Minggu, 03 September 2017

Komunikasi Komposisi

            Seperti biasa, di sebuah café, aku duduk menanti dan sendiri. Menantikan sebuah cerita yang akan dikisahkan oleh secangkir kopi, kemudian sendiri melanjutkan kehidupan. Disekitarku, sepertinya hanya aku seorang yang duduk sendirian. Mereka bercengkerama, lewat tulisan yang entah dikirim kemana, atau mungkin dengan menggunakan telepati, entahlah aku tidak tahu bagaimana cara mereka berkomunikasi. Cara mereka berkelompok pun bermacam-macam, ada yang melingkar, duduk bersebelahan, saling berhadapan atau dipisahkan oleh jarak dan waktu. Ya, masing-masing dari mereka memiliki caranya sendiri untuk berkomunikasi, baik dengan sebuah benda kotak persegi kecil, seekor mamalia yang dapat berpikir, ataupun dengan apa saja yang mereka ingin ajak untuk berkomunikasi.
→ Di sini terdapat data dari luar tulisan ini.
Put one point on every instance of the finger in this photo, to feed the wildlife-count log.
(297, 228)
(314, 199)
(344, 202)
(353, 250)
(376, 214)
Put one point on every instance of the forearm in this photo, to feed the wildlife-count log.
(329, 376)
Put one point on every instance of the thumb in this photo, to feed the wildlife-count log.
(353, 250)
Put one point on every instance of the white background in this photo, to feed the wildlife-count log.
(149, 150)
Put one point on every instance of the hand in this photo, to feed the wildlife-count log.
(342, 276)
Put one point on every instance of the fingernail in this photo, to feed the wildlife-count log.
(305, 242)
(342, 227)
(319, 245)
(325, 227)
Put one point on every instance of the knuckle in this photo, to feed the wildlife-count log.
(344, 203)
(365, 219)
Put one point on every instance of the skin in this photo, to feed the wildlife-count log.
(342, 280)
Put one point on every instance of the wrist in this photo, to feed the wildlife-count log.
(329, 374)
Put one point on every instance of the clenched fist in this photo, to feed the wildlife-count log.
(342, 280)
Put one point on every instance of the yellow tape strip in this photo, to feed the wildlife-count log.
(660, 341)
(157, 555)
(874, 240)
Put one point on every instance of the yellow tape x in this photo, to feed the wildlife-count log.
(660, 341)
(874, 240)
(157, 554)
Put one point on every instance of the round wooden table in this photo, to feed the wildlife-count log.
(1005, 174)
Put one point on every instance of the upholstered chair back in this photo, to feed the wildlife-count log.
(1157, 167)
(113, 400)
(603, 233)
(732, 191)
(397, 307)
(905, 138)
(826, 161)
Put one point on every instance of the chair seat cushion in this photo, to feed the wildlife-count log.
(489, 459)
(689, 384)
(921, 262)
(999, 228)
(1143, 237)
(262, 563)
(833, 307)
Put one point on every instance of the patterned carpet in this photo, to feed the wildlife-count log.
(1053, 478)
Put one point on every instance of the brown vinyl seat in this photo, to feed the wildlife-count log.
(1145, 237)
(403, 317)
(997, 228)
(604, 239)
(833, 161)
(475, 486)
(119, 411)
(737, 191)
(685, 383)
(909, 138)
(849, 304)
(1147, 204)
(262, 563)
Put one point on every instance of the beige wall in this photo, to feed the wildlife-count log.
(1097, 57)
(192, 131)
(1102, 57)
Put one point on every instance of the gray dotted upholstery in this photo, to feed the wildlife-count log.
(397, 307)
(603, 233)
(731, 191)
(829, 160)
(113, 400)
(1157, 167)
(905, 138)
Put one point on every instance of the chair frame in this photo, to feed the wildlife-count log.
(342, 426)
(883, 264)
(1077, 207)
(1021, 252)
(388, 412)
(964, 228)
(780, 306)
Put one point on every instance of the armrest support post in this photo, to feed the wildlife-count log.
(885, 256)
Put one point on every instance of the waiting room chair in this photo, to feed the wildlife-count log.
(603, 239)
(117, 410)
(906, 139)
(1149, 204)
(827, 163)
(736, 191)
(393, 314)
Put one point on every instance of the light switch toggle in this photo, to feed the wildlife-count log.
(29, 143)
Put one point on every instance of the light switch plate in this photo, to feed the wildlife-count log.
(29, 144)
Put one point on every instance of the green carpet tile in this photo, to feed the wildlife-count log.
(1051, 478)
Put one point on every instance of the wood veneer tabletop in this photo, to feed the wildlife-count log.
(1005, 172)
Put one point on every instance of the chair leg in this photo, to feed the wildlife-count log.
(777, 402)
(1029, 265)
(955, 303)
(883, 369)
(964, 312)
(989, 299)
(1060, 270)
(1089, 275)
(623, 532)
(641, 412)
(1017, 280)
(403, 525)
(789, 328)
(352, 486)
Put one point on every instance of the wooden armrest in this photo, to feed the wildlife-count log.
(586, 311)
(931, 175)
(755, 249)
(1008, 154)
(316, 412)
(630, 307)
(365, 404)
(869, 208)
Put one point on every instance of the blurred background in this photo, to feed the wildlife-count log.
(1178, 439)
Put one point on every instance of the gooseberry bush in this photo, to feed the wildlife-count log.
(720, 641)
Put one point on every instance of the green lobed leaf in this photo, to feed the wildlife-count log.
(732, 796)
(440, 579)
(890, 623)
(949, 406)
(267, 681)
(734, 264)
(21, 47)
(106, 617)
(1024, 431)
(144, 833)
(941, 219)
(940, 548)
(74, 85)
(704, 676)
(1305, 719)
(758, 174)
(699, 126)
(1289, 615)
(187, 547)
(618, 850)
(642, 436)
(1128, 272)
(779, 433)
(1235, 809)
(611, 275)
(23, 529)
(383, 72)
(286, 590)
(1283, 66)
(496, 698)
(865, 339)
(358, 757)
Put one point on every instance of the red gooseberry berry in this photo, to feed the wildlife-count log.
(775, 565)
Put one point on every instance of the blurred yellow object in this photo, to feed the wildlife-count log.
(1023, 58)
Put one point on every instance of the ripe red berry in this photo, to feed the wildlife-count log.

            Disini, aku mencoba untuk berkomunikasi dengan secangkir kopi. Sebut saja namanya Elisa, dia adalah secangkir Caffe Latte yang dibuat dengan sepenuh hati. Jika aku tidak salah, susu dan kopi adalah partikel utama yang melahirkan Elisa, lebih tepatnya sepertiga espresso dan dua pertiga susu panas. Komposisi yang cukup menarik, lantas bagaimana dengan seekor mamalia yang dapat berpikir? Apa saja komposisinya? Entahlah, aku bukan lah seorang barista atau sebuah perangkat yang dapat mereproduksi mamalia tersebut. Tapi dari yang aku ketahui selama ini, mereka terbentuk dari setengah perjalanan, seperempat harapan, dan seperempatnya lagi penyesalan,

            Manusia hanya terdiri dari setengah perjalanan, setengahnya lagi adalah harapan dan penyesalan. Perjalanan tersebut adalah sesuatu yang harus dilengkapi, oleh karena itu hadir lah sebuah harapan dan penyesalan untuk melengkapi sebuah perjalanan yang tidak akan pernah bisa mereka selesaikan tanpa kedua komposisi bernama harapan dan penyesalan. Komposisi pertama adalah perjalanan, di dalam perjalanan tersebut ada jutaan partikel yang harus bertemu dengan sebuah partikel yang akan melahirkan seekor mamalia yang dapat berpikir. Di dalam prosesnya, ada harapan dan penyesalan yang muncul secara bersamaan, tapi sepertinya penyesalan ada terlebih dahulu, kemudian di susul oleh harapan setelah beberapa saat hadir sebuah kesadaran atas suatu hal.

            Di dalam perjalanan takdirnya, seekor mamalia tersebut biasanya paling sering bertemu dengan harapan dan penyesalan, dua komposisi yang pada awalnya melahirkan mereka. Kemudian kedua hal tersebut saling berkontestasi di dalam kompleksitas kehidupan dan menjadikan mamalia tersebut lambat laun habis, seperti kopi yang perlahan diminum, sedikit demi sedikit. Ketika pertama kali dilahirkan, mamalia tersebut sangat panas seperti kopi, lalu setelah sekian lama menjalani takdirnya untuk dinikmati oleh kehidupan, mamalia tersebut menjadi dingin, lagi-lagi sama seperti kopi. Kemudian setelah sekian lama kehidupan menikmatinya, ada saat dimana mamalia itu harus segera dihabiskan seperti hal nya kopi, entah karena alasan sudah terlalu lama atau memang karena sedang terburu-buru. Tapi bagaimana jika si penikmat kopi sedang tidak ingin menghabiskan kopinya? Tentu saja akan dibuang, atau mungkin diminum oleh penikmat yang lain. Kita tidak akan pernah tahu jika tidak bertanya, karena kopi dan penikmatnya adalah sebuah kesatuan yang tidak dapat dipisahkan. Lalu baristanya? Ya, anggap saja peran tambahan yang sesungguhnya penting, tetapi seringkali dilupakan.

            Apa yang membedakan kopi dan mamalia diatas? Mereka sama-sama diciptakan, memiliki komposisi dan punya cara yang hampir sama untuk menjalani takdirnya. Pada akhirnya, yang membedakan hanyalah sebuah ketidakjelasan akan tulisan ini, karena kehabisan ide.